There is little point in using data mining or rule based systems unless some uncertainty exists as to the correct algorithm to use, the values of data items or the validity of inferences made from them.
By definition uncertainty is a nebulous thing, but XML Miner thoroughly and consistently attempts to quantify the uncertainty in any application, and to give the best results possible if data is missing or vague.
The data mining system, the metarule language and the runtime processor all work together to try to quantify uncertainty at each stage of processing. They do so using the following features.
XML Miner data, text and structure mining
- The user can specify a percentage of the training data to set aside as a test set.
- The fuzzy logic rule induction process minimises and optimises the rule set created and annotates each rule with a degree of certainty, scaled 0-1, based on the support for the rule in the source data.
- The rule set is tested using the runtime processor fuzzy logic inference engine on both the training data and any test data set aside.
- XML Miner reports performance for both sets of data, as RMS error for numeric variables or percentage correct for categorical.
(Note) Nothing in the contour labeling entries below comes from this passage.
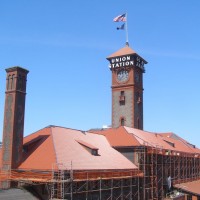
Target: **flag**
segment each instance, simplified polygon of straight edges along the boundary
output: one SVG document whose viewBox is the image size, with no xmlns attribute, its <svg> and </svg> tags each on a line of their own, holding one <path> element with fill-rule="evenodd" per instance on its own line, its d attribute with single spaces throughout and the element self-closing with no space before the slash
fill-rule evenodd
<svg viewBox="0 0 200 200">
<path fill-rule="evenodd" d="M 125 26 L 125 23 L 122 24 L 121 26 L 117 27 L 117 30 L 124 30 L 124 26 Z"/>
<path fill-rule="evenodd" d="M 114 22 L 125 22 L 126 21 L 126 13 L 123 15 L 119 15 L 113 19 Z"/>
</svg>

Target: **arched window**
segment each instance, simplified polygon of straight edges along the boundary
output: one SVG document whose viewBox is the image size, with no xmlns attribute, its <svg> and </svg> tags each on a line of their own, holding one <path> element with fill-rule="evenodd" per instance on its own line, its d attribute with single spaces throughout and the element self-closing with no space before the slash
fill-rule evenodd
<svg viewBox="0 0 200 200">
<path fill-rule="evenodd" d="M 124 117 L 121 118 L 121 120 L 120 120 L 120 124 L 121 124 L 121 126 L 124 126 L 124 125 L 125 125 Z"/>
<path fill-rule="evenodd" d="M 138 129 L 140 128 L 140 119 L 139 119 L 139 117 L 137 118 L 137 128 Z"/>
<path fill-rule="evenodd" d="M 9 75 L 7 78 L 7 90 L 10 89 L 10 84 L 11 84 L 10 82 L 11 82 L 11 75 Z"/>
<path fill-rule="evenodd" d="M 14 78 L 15 78 L 15 75 L 13 74 L 11 78 L 11 86 L 10 86 L 11 90 L 14 88 Z"/>
</svg>

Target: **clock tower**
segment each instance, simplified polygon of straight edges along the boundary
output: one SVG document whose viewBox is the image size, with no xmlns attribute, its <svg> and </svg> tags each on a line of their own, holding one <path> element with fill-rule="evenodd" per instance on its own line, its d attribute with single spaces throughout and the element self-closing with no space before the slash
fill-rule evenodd
<svg viewBox="0 0 200 200">
<path fill-rule="evenodd" d="M 9 171 L 16 169 L 22 161 L 26 77 L 28 70 L 16 66 L 6 69 L 6 72 L 2 168 L 5 171 Z"/>
<path fill-rule="evenodd" d="M 143 130 L 143 73 L 147 62 L 128 44 L 107 60 L 112 72 L 112 127 Z"/>
</svg>

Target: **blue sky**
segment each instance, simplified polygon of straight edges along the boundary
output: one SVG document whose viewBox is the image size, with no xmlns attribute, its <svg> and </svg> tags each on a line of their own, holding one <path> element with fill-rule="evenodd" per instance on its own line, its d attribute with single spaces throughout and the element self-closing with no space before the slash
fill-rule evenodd
<svg viewBox="0 0 200 200">
<path fill-rule="evenodd" d="M 27 81 L 24 135 L 48 125 L 111 124 L 106 57 L 125 45 L 113 18 L 128 13 L 130 47 L 148 61 L 144 130 L 174 132 L 200 147 L 199 0 L 1 0 L 0 138 L 5 69 Z"/>
</svg>

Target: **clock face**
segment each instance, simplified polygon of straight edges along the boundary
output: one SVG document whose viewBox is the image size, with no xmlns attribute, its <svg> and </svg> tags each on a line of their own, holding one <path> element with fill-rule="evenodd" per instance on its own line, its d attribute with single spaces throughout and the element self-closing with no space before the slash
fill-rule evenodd
<svg viewBox="0 0 200 200">
<path fill-rule="evenodd" d="M 117 80 L 119 82 L 124 82 L 128 79 L 128 71 L 126 70 L 121 70 L 117 73 Z"/>
<path fill-rule="evenodd" d="M 135 82 L 139 83 L 140 82 L 140 75 L 138 72 L 135 72 Z"/>
</svg>

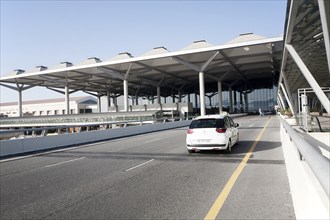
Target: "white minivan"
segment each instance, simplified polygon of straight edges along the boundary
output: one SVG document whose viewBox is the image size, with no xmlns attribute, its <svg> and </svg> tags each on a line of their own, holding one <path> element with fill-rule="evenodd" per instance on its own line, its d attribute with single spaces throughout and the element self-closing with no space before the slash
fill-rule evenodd
<svg viewBox="0 0 330 220">
<path fill-rule="evenodd" d="M 238 126 L 228 115 L 206 115 L 195 118 L 187 130 L 188 152 L 225 150 L 230 153 L 232 146 L 239 140 Z"/>
</svg>

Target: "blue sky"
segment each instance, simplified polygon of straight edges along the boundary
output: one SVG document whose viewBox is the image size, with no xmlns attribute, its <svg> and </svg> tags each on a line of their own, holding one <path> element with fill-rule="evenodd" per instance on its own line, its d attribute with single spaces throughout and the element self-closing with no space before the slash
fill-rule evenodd
<svg viewBox="0 0 330 220">
<path fill-rule="evenodd" d="M 154 47 L 177 51 L 195 40 L 221 45 L 241 33 L 284 32 L 286 0 L 241 1 L 15 1 L 1 0 L 1 77 L 15 69 L 139 56 Z M 17 92 L 0 86 L 0 102 Z M 23 100 L 62 95 L 41 88 Z"/>
</svg>

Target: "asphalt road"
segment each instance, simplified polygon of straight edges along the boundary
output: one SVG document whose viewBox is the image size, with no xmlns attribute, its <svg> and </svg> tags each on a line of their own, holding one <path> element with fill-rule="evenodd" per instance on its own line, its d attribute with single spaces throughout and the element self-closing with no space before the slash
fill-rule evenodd
<svg viewBox="0 0 330 220">
<path fill-rule="evenodd" d="M 278 119 L 234 121 L 231 154 L 188 154 L 180 128 L 1 162 L 0 219 L 295 219 Z"/>
</svg>

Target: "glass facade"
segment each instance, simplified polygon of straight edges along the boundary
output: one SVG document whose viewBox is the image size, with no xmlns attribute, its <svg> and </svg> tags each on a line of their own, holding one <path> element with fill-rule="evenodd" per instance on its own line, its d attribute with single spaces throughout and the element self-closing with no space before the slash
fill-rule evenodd
<svg viewBox="0 0 330 220">
<path fill-rule="evenodd" d="M 182 102 L 188 102 L 188 96 L 182 98 Z M 249 113 L 258 113 L 259 108 L 262 112 L 274 112 L 274 106 L 277 105 L 277 87 L 274 86 L 271 89 L 257 89 L 251 93 L 248 93 L 248 112 Z M 222 92 L 222 107 L 224 111 L 229 112 L 230 98 L 229 91 Z M 171 98 L 172 99 L 172 98 Z M 170 100 L 172 101 L 172 100 Z M 176 99 L 176 101 L 178 101 Z M 190 94 L 190 102 L 193 103 L 194 108 L 196 108 L 195 95 Z M 245 112 L 245 99 L 244 94 L 240 92 L 232 91 L 232 102 L 233 102 L 233 113 Z M 208 113 L 217 113 L 218 110 L 218 94 L 206 94 L 205 97 L 205 106 L 209 111 Z M 199 104 L 199 95 L 197 96 L 197 108 L 200 107 Z"/>
</svg>

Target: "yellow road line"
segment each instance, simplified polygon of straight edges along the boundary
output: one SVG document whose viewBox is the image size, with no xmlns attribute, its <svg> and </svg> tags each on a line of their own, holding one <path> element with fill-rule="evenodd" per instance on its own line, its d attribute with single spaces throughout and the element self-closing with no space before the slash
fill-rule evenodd
<svg viewBox="0 0 330 220">
<path fill-rule="evenodd" d="M 215 219 L 217 217 L 217 215 L 220 212 L 220 209 L 222 208 L 223 204 L 225 203 L 231 189 L 233 188 L 237 178 L 239 177 L 239 175 L 243 171 L 243 169 L 244 169 L 246 163 L 248 162 L 252 152 L 254 151 L 254 148 L 257 146 L 262 134 L 266 130 L 266 127 L 268 126 L 270 120 L 271 120 L 271 118 L 267 121 L 266 125 L 263 127 L 263 129 L 259 133 L 257 139 L 252 144 L 251 148 L 249 149 L 249 151 L 247 152 L 247 154 L 245 155 L 245 157 L 243 158 L 241 163 L 238 165 L 237 169 L 234 171 L 234 173 L 232 174 L 232 176 L 228 180 L 225 188 L 223 188 L 222 192 L 220 193 L 218 198 L 215 200 L 214 204 L 212 205 L 211 209 L 209 210 L 209 212 L 205 216 L 204 220 L 211 220 L 211 219 Z"/>
</svg>

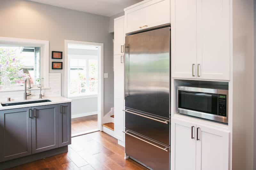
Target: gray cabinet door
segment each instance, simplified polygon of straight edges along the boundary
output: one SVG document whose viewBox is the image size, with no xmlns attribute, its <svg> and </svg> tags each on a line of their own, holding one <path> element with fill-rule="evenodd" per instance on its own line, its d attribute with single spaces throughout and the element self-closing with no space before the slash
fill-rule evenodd
<svg viewBox="0 0 256 170">
<path fill-rule="evenodd" d="M 59 147 L 71 144 L 71 103 L 59 104 Z"/>
<path fill-rule="evenodd" d="M 58 105 L 32 107 L 32 153 L 58 147 Z"/>
<path fill-rule="evenodd" d="M 0 111 L 0 162 L 31 154 L 31 109 Z"/>
</svg>

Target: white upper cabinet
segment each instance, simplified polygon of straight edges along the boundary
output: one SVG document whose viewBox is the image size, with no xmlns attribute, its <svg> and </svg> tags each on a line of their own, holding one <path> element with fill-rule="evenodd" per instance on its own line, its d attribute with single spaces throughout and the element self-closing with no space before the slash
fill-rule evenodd
<svg viewBox="0 0 256 170">
<path fill-rule="evenodd" d="M 114 20 L 114 55 L 124 54 L 124 16 Z"/>
<path fill-rule="evenodd" d="M 171 72 L 173 77 L 194 78 L 196 76 L 196 1 L 171 1 Z"/>
<path fill-rule="evenodd" d="M 229 80 L 230 1 L 197 2 L 197 55 L 200 78 Z"/>
<path fill-rule="evenodd" d="M 171 120 L 171 169 L 228 169 L 229 132 L 175 118 Z"/>
<path fill-rule="evenodd" d="M 171 0 L 172 76 L 230 80 L 229 0 Z"/>
<path fill-rule="evenodd" d="M 125 33 L 170 23 L 170 0 L 145 0 L 125 8 Z"/>
</svg>

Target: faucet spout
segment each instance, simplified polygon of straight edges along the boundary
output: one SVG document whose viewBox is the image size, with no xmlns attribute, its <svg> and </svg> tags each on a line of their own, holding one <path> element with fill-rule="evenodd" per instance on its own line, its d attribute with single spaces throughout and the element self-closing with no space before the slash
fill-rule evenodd
<svg viewBox="0 0 256 170">
<path fill-rule="evenodd" d="M 25 79 L 25 82 L 24 82 L 24 100 L 27 100 L 28 99 L 28 96 L 31 95 L 31 93 L 30 93 L 28 94 L 27 93 L 27 81 L 28 81 L 28 89 L 31 89 L 31 84 L 30 82 L 30 80 L 28 78 L 27 78 Z"/>
</svg>

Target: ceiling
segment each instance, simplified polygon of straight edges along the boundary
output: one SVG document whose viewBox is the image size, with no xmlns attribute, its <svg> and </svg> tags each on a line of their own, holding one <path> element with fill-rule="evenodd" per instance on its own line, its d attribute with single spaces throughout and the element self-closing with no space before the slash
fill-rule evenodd
<svg viewBox="0 0 256 170">
<path fill-rule="evenodd" d="M 110 17 L 142 0 L 29 0 L 65 8 Z"/>
</svg>

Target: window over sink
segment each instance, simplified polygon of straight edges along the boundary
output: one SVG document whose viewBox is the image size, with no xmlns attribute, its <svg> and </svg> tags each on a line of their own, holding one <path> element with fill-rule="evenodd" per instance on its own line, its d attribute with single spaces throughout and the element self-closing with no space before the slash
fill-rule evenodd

- XML Miner also reports the percentage of any training or test patterns that did not generate a valid output with usable confidence level.
Runtime processor
- The runtime processor supports Fuzzy Tri-state logic. Internal logical values can be 0-1 for fuzzy degrees of truth, or -1, representing an unknown state.
- The runtime processor's logical and numeric processing handles and correctly propogates unknown data states through the rules. A missing data value on one of the inputs does not prevent processing if the output can be inferred from other sources.
- For each output a confidence value is generated. If the combination of inputs presented did not fire any rules then an unknown state is signalled.
- Each rule can be annotated with a certainty factor in the range 0-1 which is used in the rule aggregation process.
- All inputs to the runtime processor can be either crisp values, or values with associated uncertainty.
- Numeric inputs can be specified as various kinds of fuzzy numbers.
- Categorical inputs can be specified as a set of alternate categories, each with an asociated 0-1 confidence level.
- Numeric outputs from the runtime processor are supplied as a crisp central value, and as a fuzzy number, complete with certainty value.
- For categorical outputs, the runtime processor supplies both the most likely category, with associated uncertainty, and an ordered list of alternate categories (if they exist) annotated with confidence figures.
- Where the runtime processor is supplied with data from an XML document, it will aggregate values across multiple nodes where present.